''Please, Sir, I want some more." Unlike poor Oliver Twist, adventurous readers will be able to enjoy all the gruel they like with the aid of Norman Longmate's book, which includes an authentic Victorian recipe: "take a spoonful of oatmeal, stirring with one-third of a pint of milk. Make up the rest with water, and boil up three or four times, stirring often." For a truly accurate result, the milk should first be watered down, to two or three times its original volume - such is the level of detail in this, the first full-scale history of the workhouse.

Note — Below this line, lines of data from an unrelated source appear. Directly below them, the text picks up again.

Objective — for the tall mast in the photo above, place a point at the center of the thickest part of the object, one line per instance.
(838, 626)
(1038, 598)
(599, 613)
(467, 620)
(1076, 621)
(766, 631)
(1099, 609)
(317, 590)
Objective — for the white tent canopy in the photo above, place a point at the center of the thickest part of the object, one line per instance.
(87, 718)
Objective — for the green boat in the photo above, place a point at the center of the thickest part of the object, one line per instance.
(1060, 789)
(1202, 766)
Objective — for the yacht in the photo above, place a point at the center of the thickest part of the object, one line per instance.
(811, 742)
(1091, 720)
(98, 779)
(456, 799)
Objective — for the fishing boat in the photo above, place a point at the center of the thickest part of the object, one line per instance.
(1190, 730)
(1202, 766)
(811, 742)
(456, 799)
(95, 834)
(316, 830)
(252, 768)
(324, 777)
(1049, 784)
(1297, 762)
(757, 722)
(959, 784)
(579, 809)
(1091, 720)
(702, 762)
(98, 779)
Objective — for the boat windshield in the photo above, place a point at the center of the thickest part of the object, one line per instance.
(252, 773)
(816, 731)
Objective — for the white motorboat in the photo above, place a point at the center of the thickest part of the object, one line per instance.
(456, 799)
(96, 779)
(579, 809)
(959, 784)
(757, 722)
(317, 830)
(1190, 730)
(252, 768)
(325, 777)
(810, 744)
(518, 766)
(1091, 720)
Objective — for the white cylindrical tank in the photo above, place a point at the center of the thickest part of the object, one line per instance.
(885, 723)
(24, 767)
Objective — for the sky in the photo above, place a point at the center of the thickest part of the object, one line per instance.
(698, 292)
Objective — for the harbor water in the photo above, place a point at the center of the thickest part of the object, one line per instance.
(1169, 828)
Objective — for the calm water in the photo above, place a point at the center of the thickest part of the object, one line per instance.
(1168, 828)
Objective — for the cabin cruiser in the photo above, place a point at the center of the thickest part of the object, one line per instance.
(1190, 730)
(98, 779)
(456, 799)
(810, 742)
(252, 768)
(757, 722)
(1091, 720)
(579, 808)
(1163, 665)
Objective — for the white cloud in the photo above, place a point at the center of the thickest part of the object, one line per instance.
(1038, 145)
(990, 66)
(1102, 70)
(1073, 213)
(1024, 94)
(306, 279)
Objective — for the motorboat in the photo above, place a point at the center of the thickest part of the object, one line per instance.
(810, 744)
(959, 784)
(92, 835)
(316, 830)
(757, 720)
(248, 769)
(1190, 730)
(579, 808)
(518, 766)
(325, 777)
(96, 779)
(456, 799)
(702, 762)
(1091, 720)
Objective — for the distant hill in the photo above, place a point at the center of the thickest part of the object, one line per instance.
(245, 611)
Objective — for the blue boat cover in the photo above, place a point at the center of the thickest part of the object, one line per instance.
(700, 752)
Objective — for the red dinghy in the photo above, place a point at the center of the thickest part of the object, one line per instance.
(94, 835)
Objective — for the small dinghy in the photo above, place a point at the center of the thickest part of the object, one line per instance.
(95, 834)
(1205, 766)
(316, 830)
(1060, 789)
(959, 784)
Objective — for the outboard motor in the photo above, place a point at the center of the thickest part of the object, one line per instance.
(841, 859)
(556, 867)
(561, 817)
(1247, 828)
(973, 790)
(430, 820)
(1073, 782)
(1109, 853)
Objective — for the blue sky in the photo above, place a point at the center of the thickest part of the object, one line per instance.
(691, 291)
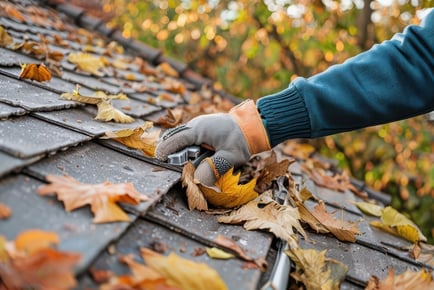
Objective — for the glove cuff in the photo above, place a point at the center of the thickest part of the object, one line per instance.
(247, 117)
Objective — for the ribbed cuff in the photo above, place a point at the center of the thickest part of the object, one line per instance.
(284, 115)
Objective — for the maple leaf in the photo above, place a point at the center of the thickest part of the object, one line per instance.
(101, 197)
(137, 138)
(397, 224)
(106, 112)
(264, 213)
(87, 62)
(323, 222)
(421, 280)
(36, 72)
(195, 197)
(183, 273)
(44, 269)
(228, 193)
(315, 271)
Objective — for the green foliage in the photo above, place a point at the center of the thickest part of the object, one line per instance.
(252, 48)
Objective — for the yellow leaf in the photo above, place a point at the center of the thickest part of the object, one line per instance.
(183, 273)
(315, 271)
(229, 193)
(32, 241)
(397, 224)
(421, 280)
(87, 62)
(264, 213)
(106, 112)
(195, 197)
(137, 138)
(370, 208)
(217, 253)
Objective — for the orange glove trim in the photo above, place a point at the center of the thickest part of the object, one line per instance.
(247, 116)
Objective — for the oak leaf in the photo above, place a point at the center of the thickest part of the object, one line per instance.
(101, 197)
(36, 72)
(322, 221)
(315, 271)
(396, 223)
(265, 213)
(227, 192)
(421, 280)
(106, 112)
(137, 138)
(183, 273)
(87, 62)
(195, 197)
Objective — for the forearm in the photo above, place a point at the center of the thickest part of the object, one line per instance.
(392, 81)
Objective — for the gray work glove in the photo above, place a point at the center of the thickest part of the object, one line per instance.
(235, 136)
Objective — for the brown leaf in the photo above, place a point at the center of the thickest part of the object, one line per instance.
(101, 197)
(264, 213)
(315, 271)
(5, 211)
(137, 138)
(195, 197)
(321, 221)
(106, 112)
(36, 72)
(421, 280)
(44, 269)
(228, 192)
(183, 273)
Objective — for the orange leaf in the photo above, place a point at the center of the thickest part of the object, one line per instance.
(46, 269)
(101, 197)
(31, 241)
(36, 72)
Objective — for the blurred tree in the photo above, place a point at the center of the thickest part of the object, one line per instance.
(252, 48)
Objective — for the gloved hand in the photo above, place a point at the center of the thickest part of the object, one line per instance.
(235, 136)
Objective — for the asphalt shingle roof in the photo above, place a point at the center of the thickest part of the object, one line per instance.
(42, 134)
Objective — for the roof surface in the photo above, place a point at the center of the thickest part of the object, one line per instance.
(42, 134)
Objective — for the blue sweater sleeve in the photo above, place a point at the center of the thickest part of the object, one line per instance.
(394, 80)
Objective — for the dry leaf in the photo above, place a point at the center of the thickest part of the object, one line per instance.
(264, 213)
(167, 69)
(101, 197)
(322, 221)
(5, 211)
(229, 193)
(138, 138)
(183, 273)
(36, 72)
(396, 223)
(315, 271)
(106, 112)
(195, 197)
(32, 241)
(421, 280)
(217, 253)
(46, 269)
(370, 208)
(5, 39)
(87, 62)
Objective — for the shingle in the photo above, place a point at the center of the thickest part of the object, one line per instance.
(76, 231)
(93, 163)
(10, 163)
(6, 111)
(25, 137)
(145, 234)
(29, 97)
(82, 120)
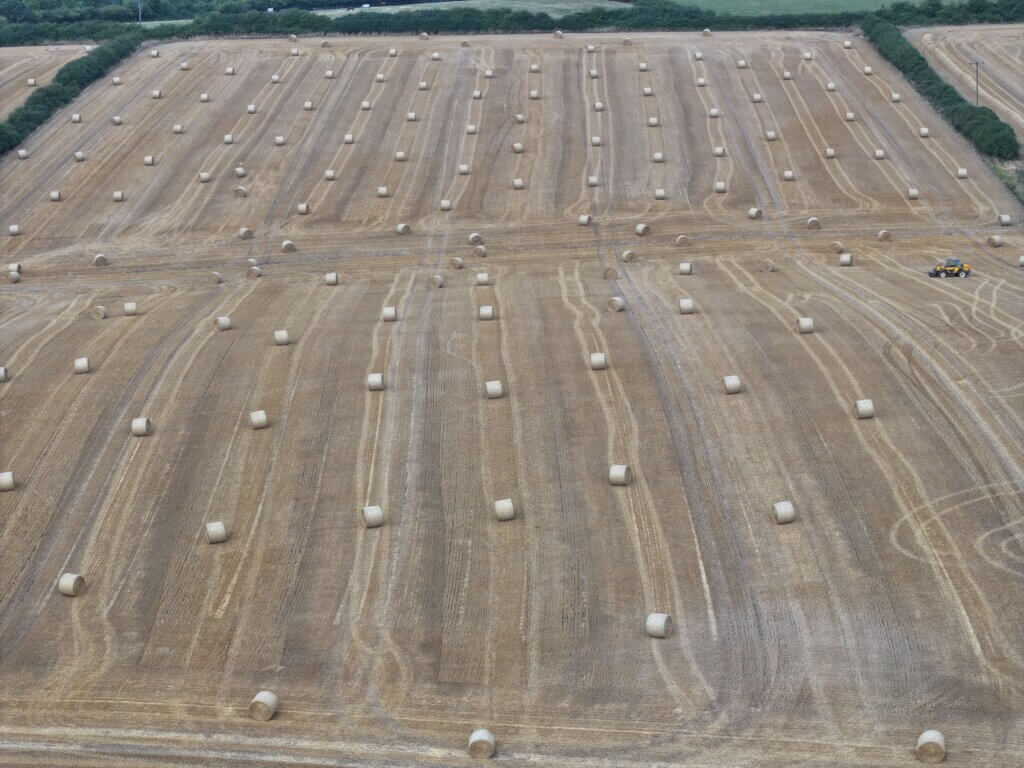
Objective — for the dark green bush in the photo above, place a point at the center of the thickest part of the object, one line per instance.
(71, 80)
(979, 124)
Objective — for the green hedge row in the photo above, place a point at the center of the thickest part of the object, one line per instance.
(982, 126)
(71, 80)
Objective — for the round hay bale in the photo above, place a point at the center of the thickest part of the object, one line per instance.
(263, 707)
(71, 585)
(657, 625)
(481, 741)
(782, 512)
(931, 747)
(620, 474)
(373, 516)
(216, 531)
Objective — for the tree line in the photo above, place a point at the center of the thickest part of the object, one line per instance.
(979, 124)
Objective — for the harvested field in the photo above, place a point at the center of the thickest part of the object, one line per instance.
(889, 605)
(39, 61)
(1000, 48)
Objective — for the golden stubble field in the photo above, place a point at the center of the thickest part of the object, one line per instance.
(891, 604)
(999, 48)
(19, 65)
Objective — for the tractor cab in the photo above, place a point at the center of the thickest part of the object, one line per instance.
(952, 267)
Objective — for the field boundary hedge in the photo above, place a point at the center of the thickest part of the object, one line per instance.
(71, 80)
(979, 125)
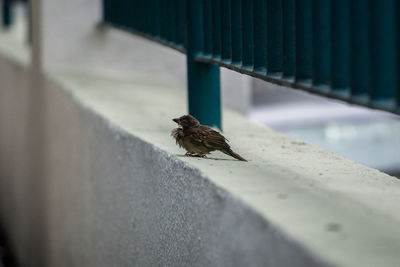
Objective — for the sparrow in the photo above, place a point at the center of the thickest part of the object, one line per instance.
(199, 140)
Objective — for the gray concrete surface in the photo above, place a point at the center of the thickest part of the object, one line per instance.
(113, 189)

The heyday of this much-feared institution were the years following the New Poor Law of 1834, when roughly 600 new facilities sprang up around the country. This was one of the most ambitious building programmes in British history, yet behind it lay an unusual architectural ambition - to terrorise and haunt the imaginations of the poor. The philosophy of the workhouse was simple: "combine the maximum of efficiency in the relief of destitute applicants with the minimum of incentive to improvidence". In other words, provide the barest means of survival for those unable to support themselves, but combine it with the maximum deterrence, so that the able-bodied pauper would be "aroused like one from sleep" from his lack of industry or frugality. This was an age in which it was felt that everyone wanted something building or doing, so there was no excuse for unemployment among people capable of work.

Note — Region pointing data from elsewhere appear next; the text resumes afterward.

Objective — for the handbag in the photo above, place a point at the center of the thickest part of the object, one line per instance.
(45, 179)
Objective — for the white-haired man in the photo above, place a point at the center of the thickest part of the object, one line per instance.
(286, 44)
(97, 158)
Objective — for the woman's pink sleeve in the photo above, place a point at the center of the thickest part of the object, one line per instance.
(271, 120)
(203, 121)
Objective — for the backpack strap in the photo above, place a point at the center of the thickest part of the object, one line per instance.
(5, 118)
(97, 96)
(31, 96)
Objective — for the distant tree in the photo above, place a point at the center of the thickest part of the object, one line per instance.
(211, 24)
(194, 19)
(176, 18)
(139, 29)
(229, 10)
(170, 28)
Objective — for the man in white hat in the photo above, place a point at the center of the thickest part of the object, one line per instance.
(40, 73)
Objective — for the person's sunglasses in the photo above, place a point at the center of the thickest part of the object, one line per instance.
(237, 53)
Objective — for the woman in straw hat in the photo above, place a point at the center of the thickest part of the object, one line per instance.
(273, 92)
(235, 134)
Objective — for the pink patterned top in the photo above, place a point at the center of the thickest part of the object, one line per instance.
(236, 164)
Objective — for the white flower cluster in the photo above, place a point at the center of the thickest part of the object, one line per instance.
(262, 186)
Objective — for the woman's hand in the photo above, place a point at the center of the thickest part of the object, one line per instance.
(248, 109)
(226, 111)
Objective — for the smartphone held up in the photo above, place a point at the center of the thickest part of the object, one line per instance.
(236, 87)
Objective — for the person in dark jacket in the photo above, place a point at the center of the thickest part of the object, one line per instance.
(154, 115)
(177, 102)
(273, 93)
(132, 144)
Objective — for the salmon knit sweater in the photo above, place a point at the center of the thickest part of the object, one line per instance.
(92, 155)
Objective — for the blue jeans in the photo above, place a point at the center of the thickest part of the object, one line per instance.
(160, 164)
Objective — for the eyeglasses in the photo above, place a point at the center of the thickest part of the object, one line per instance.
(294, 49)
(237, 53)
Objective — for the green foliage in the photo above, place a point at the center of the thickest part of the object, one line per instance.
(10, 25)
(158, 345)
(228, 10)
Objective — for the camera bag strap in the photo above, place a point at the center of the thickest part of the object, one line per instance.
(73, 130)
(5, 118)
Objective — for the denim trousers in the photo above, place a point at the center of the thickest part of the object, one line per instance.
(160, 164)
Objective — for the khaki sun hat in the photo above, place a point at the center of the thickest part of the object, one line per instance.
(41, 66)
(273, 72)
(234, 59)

So those in "the union" were forced to endure the shame of wearing prison-style uniform, made to break stones or pick oakum, and were separated from their families. They slept in rows of coffin-like beds, with pious texts on the walls promising a better life to come. And all within austere, functional buildings designed to make the paupers feel that their environment was "utterly impossible to contend against". Continuing the prison theme, many workhouses were arranged on the panopticon principle, with a single overseer able to keep those ranged around him under constant scrutiny.

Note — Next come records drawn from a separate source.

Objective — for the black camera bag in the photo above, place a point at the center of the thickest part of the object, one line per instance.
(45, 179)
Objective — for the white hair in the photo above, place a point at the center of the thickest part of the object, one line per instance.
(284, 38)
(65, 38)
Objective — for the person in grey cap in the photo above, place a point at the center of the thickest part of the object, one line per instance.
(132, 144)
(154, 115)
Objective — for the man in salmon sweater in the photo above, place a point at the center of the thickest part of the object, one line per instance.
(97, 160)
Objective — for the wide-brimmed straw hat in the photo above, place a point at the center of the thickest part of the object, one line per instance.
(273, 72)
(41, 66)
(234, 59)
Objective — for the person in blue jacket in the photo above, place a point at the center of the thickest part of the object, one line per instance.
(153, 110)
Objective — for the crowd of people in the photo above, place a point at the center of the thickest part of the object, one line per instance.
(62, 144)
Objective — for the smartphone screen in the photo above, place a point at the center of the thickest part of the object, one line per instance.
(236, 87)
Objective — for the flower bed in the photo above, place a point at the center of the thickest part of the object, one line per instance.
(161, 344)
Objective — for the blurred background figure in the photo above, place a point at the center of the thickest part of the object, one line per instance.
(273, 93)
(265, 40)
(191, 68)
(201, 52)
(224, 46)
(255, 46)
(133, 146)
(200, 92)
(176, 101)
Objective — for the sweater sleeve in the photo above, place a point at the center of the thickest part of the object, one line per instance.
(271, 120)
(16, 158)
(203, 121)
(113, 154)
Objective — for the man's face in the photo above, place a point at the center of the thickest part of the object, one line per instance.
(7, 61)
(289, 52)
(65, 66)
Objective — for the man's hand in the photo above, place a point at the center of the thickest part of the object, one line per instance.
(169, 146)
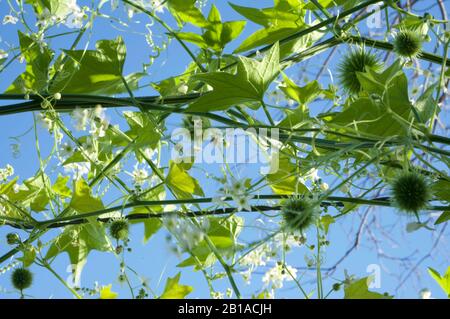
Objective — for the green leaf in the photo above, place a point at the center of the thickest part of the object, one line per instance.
(296, 118)
(326, 221)
(60, 187)
(107, 293)
(141, 129)
(174, 290)
(82, 199)
(359, 289)
(248, 84)
(36, 72)
(443, 281)
(151, 225)
(181, 182)
(281, 21)
(285, 180)
(445, 216)
(426, 104)
(57, 8)
(186, 11)
(95, 71)
(29, 255)
(223, 233)
(331, 3)
(302, 95)
(218, 34)
(441, 189)
(77, 242)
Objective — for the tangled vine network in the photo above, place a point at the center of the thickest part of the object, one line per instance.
(183, 148)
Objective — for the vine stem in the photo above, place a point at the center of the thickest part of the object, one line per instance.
(59, 221)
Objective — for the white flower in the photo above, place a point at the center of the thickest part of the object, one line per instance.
(10, 19)
(324, 186)
(80, 118)
(425, 294)
(140, 175)
(158, 5)
(76, 15)
(254, 258)
(3, 54)
(98, 129)
(6, 172)
(66, 149)
(46, 121)
(242, 202)
(275, 276)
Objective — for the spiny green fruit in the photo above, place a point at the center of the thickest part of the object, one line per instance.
(299, 214)
(119, 229)
(411, 192)
(356, 61)
(21, 278)
(408, 43)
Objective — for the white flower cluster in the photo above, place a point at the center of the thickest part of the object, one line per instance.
(275, 277)
(96, 119)
(6, 172)
(269, 253)
(10, 19)
(152, 5)
(72, 17)
(237, 190)
(185, 231)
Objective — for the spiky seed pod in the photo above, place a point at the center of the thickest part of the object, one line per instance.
(299, 214)
(411, 192)
(21, 278)
(12, 239)
(119, 229)
(408, 43)
(356, 61)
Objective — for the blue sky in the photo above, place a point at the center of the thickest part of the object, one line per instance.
(154, 259)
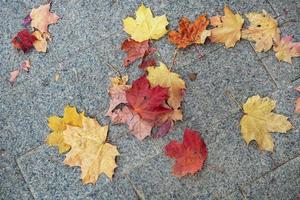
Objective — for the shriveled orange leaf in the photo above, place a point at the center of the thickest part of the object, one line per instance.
(286, 49)
(89, 150)
(263, 30)
(135, 50)
(190, 155)
(190, 33)
(42, 41)
(228, 28)
(119, 112)
(297, 109)
(41, 18)
(14, 75)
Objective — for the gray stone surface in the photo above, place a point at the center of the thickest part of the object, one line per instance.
(275, 184)
(86, 40)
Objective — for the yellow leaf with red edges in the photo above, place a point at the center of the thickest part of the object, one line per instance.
(90, 151)
(227, 28)
(263, 30)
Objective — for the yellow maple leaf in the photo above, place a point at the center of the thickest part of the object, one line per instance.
(90, 151)
(263, 30)
(259, 121)
(41, 18)
(59, 124)
(163, 77)
(228, 28)
(145, 26)
(286, 49)
(41, 42)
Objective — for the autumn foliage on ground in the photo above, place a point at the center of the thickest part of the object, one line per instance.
(151, 105)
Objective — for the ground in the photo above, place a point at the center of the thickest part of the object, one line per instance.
(85, 41)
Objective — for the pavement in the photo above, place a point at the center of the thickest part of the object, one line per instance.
(85, 41)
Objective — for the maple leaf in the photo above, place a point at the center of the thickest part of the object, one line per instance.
(228, 28)
(286, 49)
(135, 50)
(190, 155)
(59, 124)
(259, 120)
(42, 41)
(25, 65)
(297, 109)
(263, 30)
(190, 33)
(41, 18)
(14, 75)
(146, 101)
(120, 113)
(89, 150)
(145, 26)
(162, 76)
(23, 40)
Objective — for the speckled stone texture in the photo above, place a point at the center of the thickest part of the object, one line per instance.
(86, 40)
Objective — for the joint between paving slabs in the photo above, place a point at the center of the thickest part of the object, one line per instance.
(27, 184)
(244, 184)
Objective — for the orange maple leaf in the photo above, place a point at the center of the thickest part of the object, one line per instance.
(190, 33)
(190, 154)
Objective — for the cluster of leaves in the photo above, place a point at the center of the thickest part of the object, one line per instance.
(155, 98)
(39, 20)
(86, 143)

Into this machinery of cruelty came the elderly and infirm, the insane, children - those who had no realistic chance of leaving, yet who were subjected to the same deterrent regime as those who did. The workhouse masters and mistresses who lorded it over them could have come straight out of a Dickens novel: one classified those in her care as low women (made to wear yellow uniforms, the colour of a ship's plague flag); another thought education to be "quite injurious - when I finds a promising child, I sets him to work"; and yet another was admiringly described as "a violent lady" by a workhouse board member.

Longmate uncovers many genuinely unsettling accounts of suffering: children locked in coal holes, hung up from the rafters in bags, beaten half to death; the elderly left to die uncomforted and alone. No wonder many paupers chose death rather than enter the workhouse gates. And given that this was an age when it was easy to cover up abuses of trust, researching such incidents cannot have been easy.

Yet this was not a cruelty borne merely through lack of oversight or restraint. This excellent book shows how closely the cold calculation of Bentham and Malthus was linked to the human misery that it caused. The nightmare of the workhouse demonstrates the shortcomings of rational administrative control when not accompanied by compassion.

The workhouse was a radical and ruthless solution to the problem of providing for the truly destitute - mere poverty was accepted as the inevitable condition of the majority of mankind, and the workhouse was not intended to alleviate it. Longmate's achievement in this moving history, like Henry Mayhew's in London Labour and the London Poor, has been to record the experiences of people who, friendless and despairing, otherwise left few traces of themselves behind.